Distopias não são de hoje, mas parecem estar voltando como tendência forte para franquias juvenis cinematográficas. Tipos de sociedades com valores questionáveis, sem muita maquiagem demagógica, “admiráveis mundos novos” com governantes tiranos e regimes totalitários. Tudo isso puxado por frames reais de contextos que já existem, e que sugerem possíveis noções de futuro, geralmente pessimistas, cheios de desigualdade, com rastros apocalípticos.
Em “Divergente”, dirigido por Neil Burguer, o cenário é uma Chicago colateral, cheia de feridas pós-guerra, politicamente existe nela uma tensa divisão social que inclui dois setores marginalizados (os divergentes, e os sem facção) e cinco facções que muito se parecem com tribos de hoje, de um jeito mais estratificado, mas ainda assim familiares. A “Abnegação” é composta por um governo altruísta, que abdica de valores materiais em prol de uma filantropia e a lida com os marginalizados. A “Amizade” é cheia de pessoas que ”acordam em musicais”, se preocupam com a natureza, plantam hortinhas e estão sempre (irritantemente) felizes. A “Franqueza” trata da verdade e por acreditar que o colapso social provém da duplicidade, combate fraudes, corrupções e dissimulações humanas. A “Erudição” é uma espécie de turma do Silício, com valores mais elitizados, que aplicam o tempo em avanços científicos e de uma forma velada conspiram para tirar o poder da “Abnegação”. Por fim existe a “Audácia” que é composta por justiceiros hiperativos, que possuem habilidades que flertam com o Parkour e são responsáveis pela ordem – uma espécie de policia daquela sociedade.
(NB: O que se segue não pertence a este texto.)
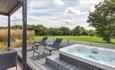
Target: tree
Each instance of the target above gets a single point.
(102, 19)
(40, 30)
(78, 30)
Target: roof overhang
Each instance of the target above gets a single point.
(8, 7)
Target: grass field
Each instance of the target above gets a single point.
(78, 38)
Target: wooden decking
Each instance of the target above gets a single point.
(14, 68)
(34, 62)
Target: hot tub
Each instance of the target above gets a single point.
(88, 56)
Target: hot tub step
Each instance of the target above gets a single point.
(60, 64)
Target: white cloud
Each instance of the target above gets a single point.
(59, 13)
(59, 2)
(72, 11)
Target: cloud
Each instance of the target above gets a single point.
(52, 13)
(72, 11)
(59, 2)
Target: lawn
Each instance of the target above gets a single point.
(78, 38)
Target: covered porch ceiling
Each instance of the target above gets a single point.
(8, 7)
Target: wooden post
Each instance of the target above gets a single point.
(24, 35)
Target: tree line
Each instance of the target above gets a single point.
(41, 30)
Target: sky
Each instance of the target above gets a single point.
(55, 13)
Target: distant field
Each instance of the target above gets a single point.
(79, 38)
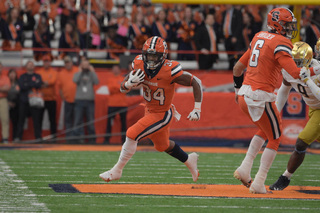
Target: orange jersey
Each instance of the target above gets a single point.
(158, 91)
(116, 98)
(66, 84)
(49, 76)
(263, 60)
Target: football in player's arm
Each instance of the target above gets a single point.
(158, 76)
(268, 53)
(310, 91)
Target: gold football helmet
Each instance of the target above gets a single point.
(302, 54)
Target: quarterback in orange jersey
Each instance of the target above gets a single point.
(158, 77)
(268, 53)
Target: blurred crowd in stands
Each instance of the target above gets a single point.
(124, 25)
(117, 26)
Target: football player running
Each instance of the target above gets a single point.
(310, 91)
(158, 77)
(269, 52)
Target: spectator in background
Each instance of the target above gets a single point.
(85, 79)
(114, 41)
(13, 100)
(13, 28)
(4, 107)
(102, 9)
(185, 34)
(90, 37)
(69, 39)
(41, 39)
(122, 21)
(117, 103)
(139, 32)
(67, 90)
(29, 82)
(49, 78)
(5, 6)
(232, 30)
(32, 7)
(161, 27)
(206, 41)
(69, 12)
(313, 28)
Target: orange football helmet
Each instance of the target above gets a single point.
(154, 52)
(283, 22)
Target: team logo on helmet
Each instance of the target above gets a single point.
(154, 52)
(283, 22)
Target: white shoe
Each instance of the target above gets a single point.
(258, 189)
(191, 163)
(245, 179)
(110, 175)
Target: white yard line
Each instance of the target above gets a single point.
(15, 196)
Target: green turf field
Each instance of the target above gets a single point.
(26, 175)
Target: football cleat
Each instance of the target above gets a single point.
(191, 163)
(246, 183)
(110, 175)
(258, 189)
(280, 184)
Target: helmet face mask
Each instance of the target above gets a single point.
(154, 52)
(283, 22)
(152, 58)
(302, 54)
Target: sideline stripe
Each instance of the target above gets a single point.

Fora do eixo dominante encontram-se os “sem facção”, que lembram mendigos e são tidos como inadequados pelas outras facções e são ajudados pela “Abnegação”.
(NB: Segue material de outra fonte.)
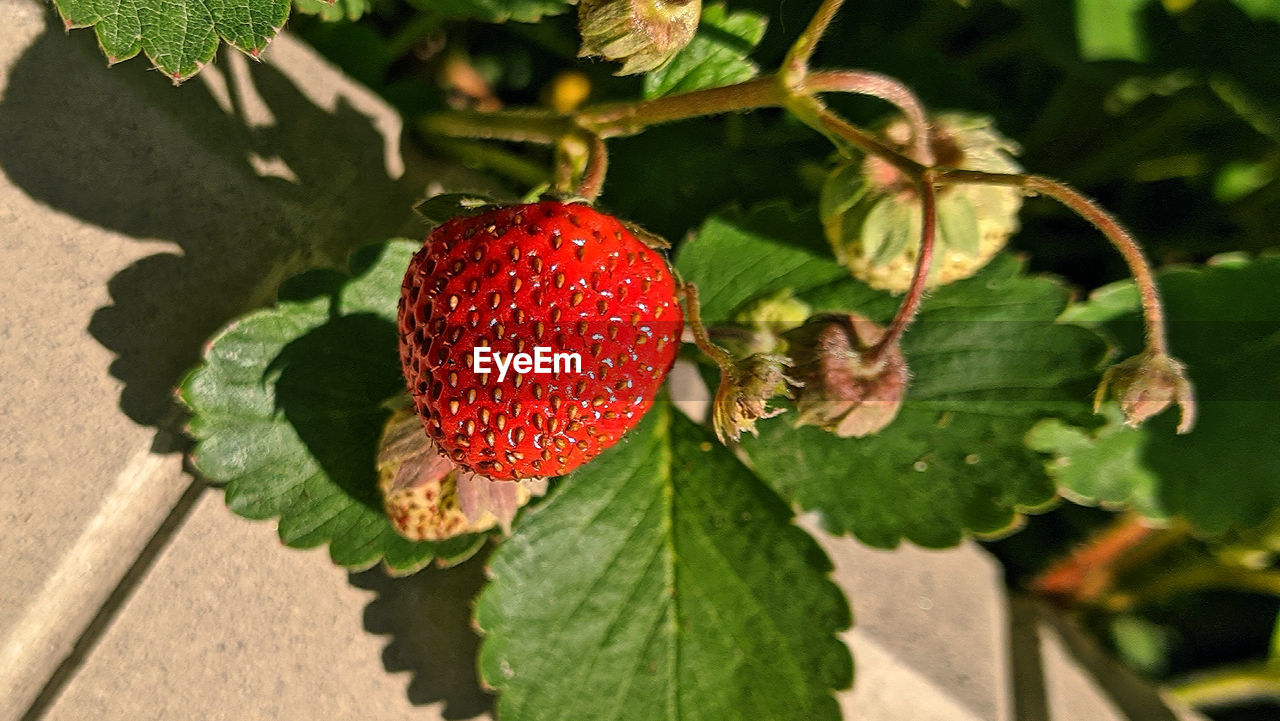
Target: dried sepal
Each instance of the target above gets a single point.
(744, 395)
(428, 497)
(1144, 386)
(641, 33)
(844, 389)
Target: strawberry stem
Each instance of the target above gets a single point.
(796, 89)
(1089, 210)
(795, 65)
(694, 319)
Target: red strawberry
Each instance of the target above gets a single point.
(561, 277)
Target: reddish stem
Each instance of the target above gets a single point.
(915, 292)
(1120, 237)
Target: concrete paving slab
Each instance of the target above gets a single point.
(135, 219)
(231, 625)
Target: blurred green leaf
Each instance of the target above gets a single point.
(334, 10)
(663, 580)
(178, 36)
(987, 359)
(287, 411)
(1260, 9)
(716, 56)
(496, 10)
(1110, 30)
(1224, 323)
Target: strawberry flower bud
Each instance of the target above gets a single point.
(758, 328)
(844, 391)
(744, 395)
(643, 33)
(1146, 384)
(871, 211)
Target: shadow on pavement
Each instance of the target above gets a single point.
(124, 150)
(428, 617)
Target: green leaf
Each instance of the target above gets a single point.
(716, 56)
(1260, 9)
(333, 10)
(1110, 30)
(1224, 323)
(287, 411)
(958, 226)
(787, 251)
(178, 36)
(1100, 466)
(887, 229)
(987, 361)
(663, 580)
(496, 10)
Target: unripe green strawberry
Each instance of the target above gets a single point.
(643, 33)
(556, 275)
(872, 213)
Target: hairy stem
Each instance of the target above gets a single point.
(915, 292)
(821, 118)
(1120, 237)
(1196, 576)
(516, 126)
(592, 182)
(617, 119)
(694, 319)
(886, 89)
(796, 63)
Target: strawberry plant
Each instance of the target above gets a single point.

Querer muitas coisas, se dividir em escolhas, possuir múltiplas habilidades, ousar questionar, desobedecer, sair do cercado: é mais ou menos esse o perfil dos que desafiam o senso comum para viverem vontades autônomas, e aos 25 não estão ganhando tão bem, aos 30 não são gerentes de multinacionais, e aos 35 ainda não tiveram filhos. No filme esses “rebeldes cognitivos” são chamados de “divergentes”, são tidos como uma ameaça à sociedade justamente por escaparem de uma coleira, por dotarem uma liberdade que incomoda ideologicamente. Quem representa os divergentes é a personagem Tis, interpretada pela atriz Shailene Woodley que consegue transportar nosso interesse pela história, e o seu mérito vem de um brilho no olhar e uma vibração que se amplificam e se antecipam a qualquer apelo pra aparência da mocinha exuberante. E é gostoso lembrar através de Tis, que em nossas vidas existem várias delas, e é produtivo saber que essas atrevidas sociais estão por aí: meninas que peitam. que brigam feito gente grande pelo que acreditam, ganham respeito pela sagacidade intelectual, transformam o nosso olhar e nos ensinam sobre a grandeza de ser mulher.
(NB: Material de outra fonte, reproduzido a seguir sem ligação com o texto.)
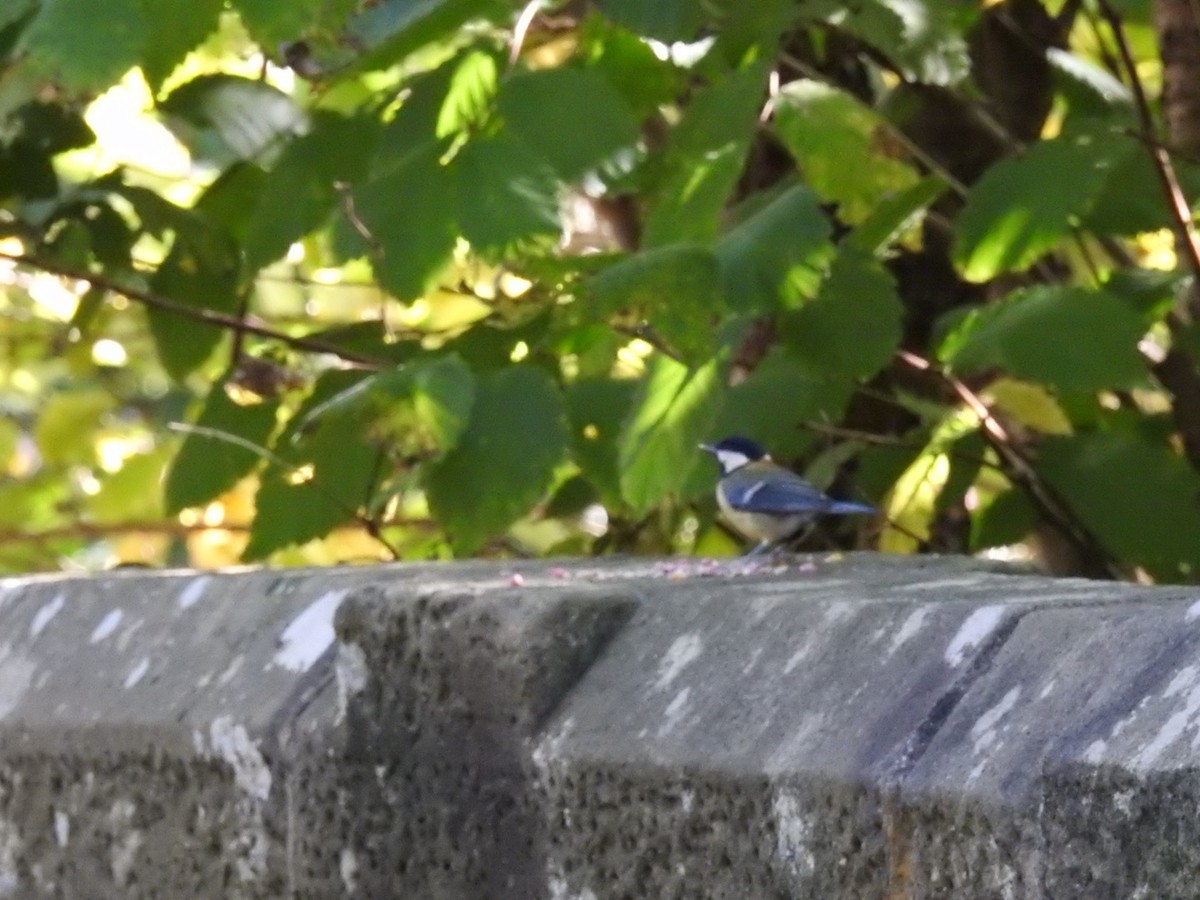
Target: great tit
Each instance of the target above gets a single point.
(765, 501)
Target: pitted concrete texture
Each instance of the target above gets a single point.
(820, 727)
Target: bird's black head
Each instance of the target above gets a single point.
(733, 453)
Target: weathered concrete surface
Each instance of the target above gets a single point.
(859, 727)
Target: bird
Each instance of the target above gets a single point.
(766, 502)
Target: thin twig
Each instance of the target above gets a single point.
(1021, 471)
(94, 531)
(1177, 371)
(1164, 168)
(197, 313)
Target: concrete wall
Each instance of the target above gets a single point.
(844, 727)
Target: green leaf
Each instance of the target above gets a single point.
(852, 327)
(1024, 205)
(223, 118)
(207, 467)
(1071, 337)
(507, 193)
(833, 138)
(419, 408)
(299, 193)
(85, 45)
(1139, 498)
(504, 462)
(673, 412)
(597, 407)
(469, 94)
(271, 23)
(703, 159)
(393, 30)
(67, 423)
(675, 289)
(334, 471)
(201, 271)
(628, 64)
(132, 492)
(894, 214)
(571, 115)
(661, 19)
(786, 240)
(173, 30)
(409, 213)
(773, 403)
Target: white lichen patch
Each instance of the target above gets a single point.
(193, 592)
(972, 633)
(310, 634)
(138, 672)
(351, 671)
(909, 629)
(231, 742)
(106, 627)
(550, 748)
(348, 868)
(682, 653)
(47, 612)
(1186, 688)
(793, 835)
(16, 677)
(987, 730)
(10, 852)
(675, 712)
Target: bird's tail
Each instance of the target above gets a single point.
(845, 508)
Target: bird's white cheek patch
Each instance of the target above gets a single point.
(731, 460)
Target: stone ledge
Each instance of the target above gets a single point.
(859, 727)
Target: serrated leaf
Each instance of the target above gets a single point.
(571, 115)
(507, 193)
(703, 159)
(469, 94)
(517, 427)
(391, 30)
(299, 193)
(1069, 337)
(894, 214)
(675, 289)
(333, 472)
(271, 23)
(833, 138)
(66, 425)
(85, 45)
(661, 19)
(597, 407)
(789, 239)
(207, 467)
(172, 31)
(1024, 205)
(223, 118)
(132, 492)
(409, 211)
(419, 408)
(773, 403)
(852, 327)
(1139, 499)
(673, 412)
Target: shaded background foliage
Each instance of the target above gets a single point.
(335, 280)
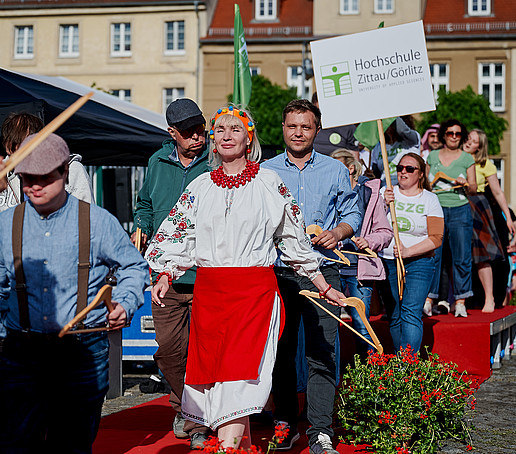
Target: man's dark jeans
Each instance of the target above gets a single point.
(51, 392)
(320, 333)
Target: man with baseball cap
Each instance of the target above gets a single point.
(180, 160)
(55, 252)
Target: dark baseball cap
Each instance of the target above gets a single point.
(183, 114)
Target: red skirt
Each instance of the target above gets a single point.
(231, 313)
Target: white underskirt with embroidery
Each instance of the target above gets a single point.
(218, 403)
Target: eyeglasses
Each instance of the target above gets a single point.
(187, 133)
(409, 169)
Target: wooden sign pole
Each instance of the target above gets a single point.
(400, 268)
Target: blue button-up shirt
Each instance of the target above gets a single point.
(321, 188)
(50, 254)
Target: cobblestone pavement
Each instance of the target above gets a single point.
(494, 418)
Se há semelhanças com “Jogos Vorazes”? Sim, são filmes completamente parecidos, e eu não consigo achar isso ruim: “Jogos” é uma franquia empolgante, e dentro do segmento de blockbusters juvenis é um exemplo de filme que cumpre o papel de distrair, faz pensar e transborda aventura. Se nos anos 80 fomos hipnotizados pela alegria inocente dos “Goonies” ou a ludicidade de “História sem fim”, e se na sequencia fomos bombardeados por super-heróis, zumbis e vampiros, agora é a hora de filmes mais críveis, que nos alertam sobre realidades próximas, que incentivam um envolvimento político pelos jovens e trazem heróis sem asas ou armaduras. Clichês muitas vezes conduzem de forma interessante o previsível, e nessa hora o jeito de contar faz mais diferença do que sabermos o que acontece. Mesmo que soubesse o que irá acontecer nas partes 2 e 3, eu ainda assim iria ao cinema, porque saber transmitir uma história pode ser mais importante do que uma ideia mirabolante sem liga narrativa.